Jean Jouzel climatologue, directeur de recherche au CEA, ancien vice-président du groupe scientifique du Gie.

"Pourtant loin d’être terminé, l’été 2018 marque d’ores-et-déjà un tournant dans notre lutte contre le réchauffement climatique. Feux de forêts incontrôlables en Californie, canicules sans précédent en Europe du Nord ou au Japon : de nombreux rapports scientifiques évoquent désormais le risque d’atteindre un point de rupture. Pour Jean Jouzel - chercheur dans le domaine de l’évolution du climat - nous pouvons encore agir, mais il est impératif que nous relevions l’ambition des 2 °C prévue par l’Accord de Paris.

Canicules en France, en Suède, au Japon, incendies d’une rare violence en Californie ou au Portugal : assiste-t-on à un emballement du réchauffement climatique ?

Malheureusement, les événements actuels correspondent à ce qui était envisagé depuis plus de trente ans par les climatologues. En moyenne, la température à la surface de la terre augmente de près de deux dixièmes de degrés par décennie. A ce réchauffement moyen – directement imputable aux activités humaines – s’ajoute désormais une évolution rapide des « extrêmes climatiques », expliquant notamment la recrudescence et l’intensification des vagues de chaleur, qui ne va pas aller en s’améliorant. Pour une hausse supplémentaire des températures moyennes de 1 °C, les extrêmes augmenteraient ainsi de 2 °C.

« Les épisodes de canicule se multiplient depuis le début des années 2000 »

De fait, on l’observe particulièrement cet été, les épisodes de canicule se multiplient depuis le début des années 2000. En France, nous avons été marqués par la canicule de 2003, mais n’oublions pas que d’autres pays ont connu des pics similaires depuis, comme par exemple la Russie en 2010. Des records sont ainsi battus de plus en plus fréquemment, en différents points du globe.
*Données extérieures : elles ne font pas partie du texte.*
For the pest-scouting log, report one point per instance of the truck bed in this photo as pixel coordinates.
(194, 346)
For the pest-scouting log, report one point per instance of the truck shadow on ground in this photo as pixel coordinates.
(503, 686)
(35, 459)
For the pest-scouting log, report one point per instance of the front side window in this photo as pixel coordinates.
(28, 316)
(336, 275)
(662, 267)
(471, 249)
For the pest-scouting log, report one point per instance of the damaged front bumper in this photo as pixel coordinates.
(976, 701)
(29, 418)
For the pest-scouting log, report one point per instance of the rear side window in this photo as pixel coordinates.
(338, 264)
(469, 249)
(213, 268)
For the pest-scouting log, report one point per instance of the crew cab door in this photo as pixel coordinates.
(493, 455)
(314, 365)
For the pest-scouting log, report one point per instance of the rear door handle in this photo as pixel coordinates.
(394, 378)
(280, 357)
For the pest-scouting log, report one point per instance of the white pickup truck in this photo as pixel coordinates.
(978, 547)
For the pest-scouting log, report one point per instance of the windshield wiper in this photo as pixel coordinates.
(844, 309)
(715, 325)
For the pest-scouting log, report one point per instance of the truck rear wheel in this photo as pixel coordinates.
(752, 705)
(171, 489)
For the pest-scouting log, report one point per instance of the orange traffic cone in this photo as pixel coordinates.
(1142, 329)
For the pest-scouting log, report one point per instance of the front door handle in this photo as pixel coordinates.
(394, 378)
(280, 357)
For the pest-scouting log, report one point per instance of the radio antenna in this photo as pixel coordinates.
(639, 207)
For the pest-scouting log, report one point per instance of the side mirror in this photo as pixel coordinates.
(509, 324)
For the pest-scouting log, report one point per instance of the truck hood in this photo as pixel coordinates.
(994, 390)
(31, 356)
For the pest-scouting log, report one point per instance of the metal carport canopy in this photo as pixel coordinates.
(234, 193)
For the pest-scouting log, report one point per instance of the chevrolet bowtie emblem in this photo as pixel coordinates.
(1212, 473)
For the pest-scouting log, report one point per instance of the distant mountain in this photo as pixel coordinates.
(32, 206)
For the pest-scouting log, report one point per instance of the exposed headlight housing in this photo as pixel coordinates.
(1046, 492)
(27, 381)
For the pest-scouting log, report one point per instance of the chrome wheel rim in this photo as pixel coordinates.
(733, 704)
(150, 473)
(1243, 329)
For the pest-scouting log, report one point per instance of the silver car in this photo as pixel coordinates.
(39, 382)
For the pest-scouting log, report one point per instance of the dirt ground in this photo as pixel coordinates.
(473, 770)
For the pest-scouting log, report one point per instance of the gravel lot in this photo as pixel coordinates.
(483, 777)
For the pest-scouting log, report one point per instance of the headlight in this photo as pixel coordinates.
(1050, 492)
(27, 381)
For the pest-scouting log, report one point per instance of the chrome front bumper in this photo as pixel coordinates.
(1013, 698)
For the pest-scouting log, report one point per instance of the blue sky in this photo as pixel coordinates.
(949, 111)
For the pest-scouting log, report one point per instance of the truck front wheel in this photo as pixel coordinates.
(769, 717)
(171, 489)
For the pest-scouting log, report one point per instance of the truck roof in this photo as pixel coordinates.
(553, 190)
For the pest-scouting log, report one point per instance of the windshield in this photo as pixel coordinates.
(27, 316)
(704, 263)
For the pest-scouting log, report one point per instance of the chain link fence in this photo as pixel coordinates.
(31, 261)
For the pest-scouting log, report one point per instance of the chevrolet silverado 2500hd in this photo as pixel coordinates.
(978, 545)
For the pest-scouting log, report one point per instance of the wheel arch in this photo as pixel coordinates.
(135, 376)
Le rapport annuel de l’Agence américaine d’observation de l’océan et de l’atmosphère vient d’ores-et-déjà de confirmer que 2017 a été l’une des trois années les plus chaudes de la planète. Et 2018 pourrait bien battre de nouveaux records.

« Ces changements climatiques rapides sont sans aucun équivalent sur les 10 000 dernières années et nous font entrer dans un tout autre monde »

Si rien n’est fait pour enrayer cette dynamique, l’été caniculaire de 2003 – qui était 3 degrés plus chaud qu’un été de référence de la fin du XXsiècle – pourrait bien devenir la norme en France après 2050. Les étés caniculaires auraient alors des températures moyennes 6 ou 7 degrés plus élevées que cet été de référence. Par ailleurs, dans un contexte de réchauffement climatique non maîtrisé, on peut craindre des records de température de l’ordre de 50, voire 55 degrés, dans certaines régions à la fin du siècle. C’est énorme. Ces changements climatiques rapides sont sans aucun équivalent sur les 10 000 dernières années et nous font entrer dans un tout autre monde.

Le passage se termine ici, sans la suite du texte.